Abwartend sehe ich sie an, weil ich weiß, dass das noch nicht alles war. Um sie zu ermutigen, ergreife ich ihre Hand und erlange so deren Aufmerksamkeit.
»Meine Eltern nerven mich«, fährt sie dann endlich fort. »Seit ich mit Ellie schwanger war, haben sie den Kontakt aufs Minimum reduziert.«
»Ich weiß«, nicke ich, weil das seit gut drei Jahren ein Thema ist, das sie belastet.
»Sie haben noch kein einziges Mal ihre Enkeltochter gesehen und weigern sich, es zu tun.«
Wieder nicke ich nur, weil auch das nichts Neues ist.
»Ellie ist für sie ein uneheliches Kind, weshalb sie sie nicht akzeptieren wollen. Und mich ebenfalls, weil sie dadurch begriffen haben, dass ich vorehelichen Sex habe.«
Unwillkürlich blase ich die Backen auf.
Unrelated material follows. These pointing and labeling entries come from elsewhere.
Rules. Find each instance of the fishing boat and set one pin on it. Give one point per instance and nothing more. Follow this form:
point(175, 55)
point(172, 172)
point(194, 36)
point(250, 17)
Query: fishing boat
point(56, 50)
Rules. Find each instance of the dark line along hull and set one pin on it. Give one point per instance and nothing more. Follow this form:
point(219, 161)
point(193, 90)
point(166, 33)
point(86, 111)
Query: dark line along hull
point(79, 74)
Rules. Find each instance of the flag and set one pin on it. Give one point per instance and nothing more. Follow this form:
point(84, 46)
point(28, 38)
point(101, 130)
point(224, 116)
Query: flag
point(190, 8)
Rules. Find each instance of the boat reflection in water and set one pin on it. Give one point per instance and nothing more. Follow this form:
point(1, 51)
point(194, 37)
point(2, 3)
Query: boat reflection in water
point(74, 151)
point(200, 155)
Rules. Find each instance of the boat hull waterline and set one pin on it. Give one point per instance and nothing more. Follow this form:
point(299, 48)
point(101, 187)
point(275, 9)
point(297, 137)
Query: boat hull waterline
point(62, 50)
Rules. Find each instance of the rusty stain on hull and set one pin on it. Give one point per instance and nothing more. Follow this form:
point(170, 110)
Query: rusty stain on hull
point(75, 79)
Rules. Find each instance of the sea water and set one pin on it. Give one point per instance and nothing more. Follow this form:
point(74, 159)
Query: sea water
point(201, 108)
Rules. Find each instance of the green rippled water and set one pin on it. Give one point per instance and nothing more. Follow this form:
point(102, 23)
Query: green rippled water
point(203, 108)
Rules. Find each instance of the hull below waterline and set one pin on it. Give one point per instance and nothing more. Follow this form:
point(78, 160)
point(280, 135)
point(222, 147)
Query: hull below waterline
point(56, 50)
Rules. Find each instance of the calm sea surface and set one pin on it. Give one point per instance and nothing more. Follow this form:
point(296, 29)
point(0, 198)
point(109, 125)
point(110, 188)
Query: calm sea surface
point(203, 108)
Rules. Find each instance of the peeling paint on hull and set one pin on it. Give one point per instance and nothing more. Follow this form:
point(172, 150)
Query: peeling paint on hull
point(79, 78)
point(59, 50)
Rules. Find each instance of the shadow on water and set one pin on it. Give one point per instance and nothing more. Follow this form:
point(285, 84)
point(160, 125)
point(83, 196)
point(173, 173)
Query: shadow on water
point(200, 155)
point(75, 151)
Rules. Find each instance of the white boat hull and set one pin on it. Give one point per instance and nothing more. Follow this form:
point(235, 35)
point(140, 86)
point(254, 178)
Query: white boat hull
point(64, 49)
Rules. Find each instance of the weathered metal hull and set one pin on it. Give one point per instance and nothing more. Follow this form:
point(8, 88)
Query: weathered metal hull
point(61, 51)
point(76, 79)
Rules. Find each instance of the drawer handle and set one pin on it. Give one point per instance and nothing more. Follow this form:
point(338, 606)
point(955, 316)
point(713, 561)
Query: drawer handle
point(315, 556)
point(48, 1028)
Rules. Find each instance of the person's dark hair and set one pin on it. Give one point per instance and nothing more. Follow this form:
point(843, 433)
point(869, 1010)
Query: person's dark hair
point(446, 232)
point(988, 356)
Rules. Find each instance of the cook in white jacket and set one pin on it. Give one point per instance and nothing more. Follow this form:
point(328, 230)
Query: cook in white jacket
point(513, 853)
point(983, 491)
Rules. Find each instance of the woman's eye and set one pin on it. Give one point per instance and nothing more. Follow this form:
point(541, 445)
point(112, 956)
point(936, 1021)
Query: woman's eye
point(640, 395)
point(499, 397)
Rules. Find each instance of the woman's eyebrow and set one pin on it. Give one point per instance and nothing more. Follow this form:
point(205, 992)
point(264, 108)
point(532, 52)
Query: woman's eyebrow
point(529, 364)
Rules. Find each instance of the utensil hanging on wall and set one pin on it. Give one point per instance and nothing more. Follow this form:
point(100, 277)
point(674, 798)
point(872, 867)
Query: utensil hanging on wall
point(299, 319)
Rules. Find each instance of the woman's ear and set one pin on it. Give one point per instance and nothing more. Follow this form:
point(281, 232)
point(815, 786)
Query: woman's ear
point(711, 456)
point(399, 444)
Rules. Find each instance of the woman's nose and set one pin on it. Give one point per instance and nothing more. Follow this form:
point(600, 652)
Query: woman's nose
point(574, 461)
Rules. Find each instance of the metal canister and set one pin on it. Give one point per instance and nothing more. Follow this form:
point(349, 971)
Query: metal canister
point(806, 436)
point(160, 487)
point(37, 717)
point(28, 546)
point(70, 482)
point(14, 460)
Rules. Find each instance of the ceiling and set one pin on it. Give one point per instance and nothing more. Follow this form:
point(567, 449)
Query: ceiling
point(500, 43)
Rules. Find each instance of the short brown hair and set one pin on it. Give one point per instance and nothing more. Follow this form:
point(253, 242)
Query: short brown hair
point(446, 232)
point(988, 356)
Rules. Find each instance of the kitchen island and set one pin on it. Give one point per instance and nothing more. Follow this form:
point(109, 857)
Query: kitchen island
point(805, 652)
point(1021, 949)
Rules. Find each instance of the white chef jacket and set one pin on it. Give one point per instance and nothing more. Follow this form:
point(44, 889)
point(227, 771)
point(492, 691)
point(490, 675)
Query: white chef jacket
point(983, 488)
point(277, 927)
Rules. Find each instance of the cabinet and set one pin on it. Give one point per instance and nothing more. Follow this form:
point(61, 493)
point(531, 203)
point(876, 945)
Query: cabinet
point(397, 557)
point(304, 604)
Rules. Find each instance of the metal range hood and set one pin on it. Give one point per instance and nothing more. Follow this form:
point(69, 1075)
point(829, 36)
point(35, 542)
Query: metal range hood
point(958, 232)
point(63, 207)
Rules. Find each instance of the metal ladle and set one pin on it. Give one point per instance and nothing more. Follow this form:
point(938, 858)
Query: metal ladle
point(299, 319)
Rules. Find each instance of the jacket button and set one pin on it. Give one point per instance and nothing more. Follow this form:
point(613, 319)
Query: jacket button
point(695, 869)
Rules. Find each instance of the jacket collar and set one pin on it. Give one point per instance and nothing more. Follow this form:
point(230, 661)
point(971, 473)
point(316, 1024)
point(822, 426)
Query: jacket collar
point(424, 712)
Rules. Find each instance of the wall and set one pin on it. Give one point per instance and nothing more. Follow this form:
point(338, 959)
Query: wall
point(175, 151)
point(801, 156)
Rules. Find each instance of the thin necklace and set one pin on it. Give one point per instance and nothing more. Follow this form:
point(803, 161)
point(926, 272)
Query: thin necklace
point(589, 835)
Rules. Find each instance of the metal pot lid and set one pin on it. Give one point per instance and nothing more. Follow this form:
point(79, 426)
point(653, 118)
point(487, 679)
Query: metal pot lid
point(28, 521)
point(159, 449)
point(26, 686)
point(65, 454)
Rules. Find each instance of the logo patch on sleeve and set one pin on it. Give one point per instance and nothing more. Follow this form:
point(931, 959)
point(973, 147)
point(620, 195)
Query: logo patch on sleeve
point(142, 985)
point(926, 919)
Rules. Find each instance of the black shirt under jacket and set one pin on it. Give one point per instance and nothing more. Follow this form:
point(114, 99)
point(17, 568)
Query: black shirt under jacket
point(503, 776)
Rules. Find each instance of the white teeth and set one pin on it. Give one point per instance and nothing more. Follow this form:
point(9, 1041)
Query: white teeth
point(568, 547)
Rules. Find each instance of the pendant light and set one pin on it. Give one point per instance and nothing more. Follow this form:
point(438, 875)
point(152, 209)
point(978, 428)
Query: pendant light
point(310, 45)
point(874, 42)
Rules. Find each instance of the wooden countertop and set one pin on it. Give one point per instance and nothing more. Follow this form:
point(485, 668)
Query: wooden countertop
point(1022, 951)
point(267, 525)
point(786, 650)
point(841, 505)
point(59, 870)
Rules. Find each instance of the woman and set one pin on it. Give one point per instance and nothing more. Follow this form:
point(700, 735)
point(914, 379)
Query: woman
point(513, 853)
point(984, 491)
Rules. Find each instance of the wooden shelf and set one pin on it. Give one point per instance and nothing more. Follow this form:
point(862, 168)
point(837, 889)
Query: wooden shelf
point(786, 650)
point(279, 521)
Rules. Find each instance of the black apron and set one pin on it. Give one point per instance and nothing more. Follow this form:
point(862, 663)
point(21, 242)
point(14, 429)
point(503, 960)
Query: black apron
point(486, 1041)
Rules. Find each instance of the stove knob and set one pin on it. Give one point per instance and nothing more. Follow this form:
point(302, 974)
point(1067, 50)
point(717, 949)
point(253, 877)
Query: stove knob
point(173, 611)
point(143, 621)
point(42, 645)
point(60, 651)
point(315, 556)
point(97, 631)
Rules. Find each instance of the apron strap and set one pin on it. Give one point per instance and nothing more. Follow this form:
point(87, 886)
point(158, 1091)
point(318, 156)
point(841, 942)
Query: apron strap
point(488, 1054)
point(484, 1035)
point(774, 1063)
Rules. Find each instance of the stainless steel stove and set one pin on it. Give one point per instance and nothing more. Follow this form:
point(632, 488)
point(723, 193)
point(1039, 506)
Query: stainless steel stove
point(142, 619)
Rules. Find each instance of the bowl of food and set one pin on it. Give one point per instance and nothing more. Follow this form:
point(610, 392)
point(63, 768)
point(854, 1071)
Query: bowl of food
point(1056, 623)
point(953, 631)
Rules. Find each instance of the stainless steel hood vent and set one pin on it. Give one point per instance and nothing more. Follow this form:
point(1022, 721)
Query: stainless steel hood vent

Das sind so Momente, bei denen ich denke, dass es manchmal doch nicht so schlimm war, irgendwie gar keine Eltern gehabt zu haben, beziehungsweise einen Vater und Großeltern, denen es einfach egal war, was ich getan habe und wie es mir ging.
»Ich habe heute morgen mit meiner Mutter telefoniert«, kommt sie endlich zum Eigentlichen. »Ich habe gehofft, sie würde mir Mut für die Prüfung zusprechen und mir Glück wünschen.« Erneut pausiert sie, um einen tiefen Atemzug zu nehmen. »Stattdessen fragte sie mich, wann ich endlich den Vater meines Kindes heiraten werde und gab mir unvermittelt zu verstehen, es schnell zu tun.« Dann fängt sie plötzlich an zu lachen, wobei es weniger von Humor begleitet wird. »Sie hat mir mit Enterben gedroht, wenn ich nicht endlich wieder auf den richtigen Weg finde. Dennis heiraten, das Studium zur Seite legen und mich um Kind, Haushalt und Mann zu kümmern.« Erneut lacht sie hämisch. »Enterben!« Echauffiert wirft sie ihre Arme in die Luft. »Meine Eltern sind alles andere als wohlhabend und vermögend. Noch dazu bin ich das jüngste von sechs Kindern! Was würde da schon für mich übrig bleiben?« Ihr Lachen wird zu einem Grunzen, bei dem selbst ich nicht mehr ernst bleiben kann und darauf eingehe. »Ob ich nichts kriege, oder nichts kriege«, gackert sie. »Ich hab' sie ausgelacht; fand sie nicht witzig. Jetzt hasst sie mich und hat mir gesagt, ich solle mich nicht mehr bei ihr melden, ehe ich vom Vater meines Kindes einen Ring an den Finger kriege.« Ihre Heiterkeit verebbt und ihre Schultern heben und senken sich nach ihrem tiefem Atemzug. Gequält lächelt sie mich an. »Geiler Start in den Tag.«
»Du bist ihre Jüngste«, versuche ich die Reaktion ihrer Mutter irgendwie zu rechtfertigen. »Und ihr einziges Mädchen«, füge ich hinzu. Denn damit glaube ich es erklären zu können. Winnie hat fünf große Brüder, und als ihre Mutter nicht mehr mit einem Mädchen gerechnet hatte, kam Winnie und war ihr ganzer Stolz. Zumindest ist es das, was ich aus all den Erzählungen von Winnie herausgehört habe. Bevor sie nach Miami kam, um ein Studium in der Medizin zu beginnen, war ihre Mutter der wichtigste Mensch in ihrem Leben und ihre beste Freundin.
Mit der Entscheidung, studieren zu gehen, war ihre Mutter nicht einverstanden, weshalb es zum ersten richtigen Bruch kam. Und weil ihre Eltern ebenfalls sehr gläubig sind, haben sie einen anderen Lebensstil von ihrer Tochter erwartet. »Egal was sie dir sagt, sie wird dich nie hassen können«, lächle ich und versuche Winnie aufzumuntern und zu ermutigen.
Diese aber brummt wieder nur und stützt ihr Kinn auf ihrem Handballen an, während sie mich unzufrieden und sogar ein wenig genervt ansieht.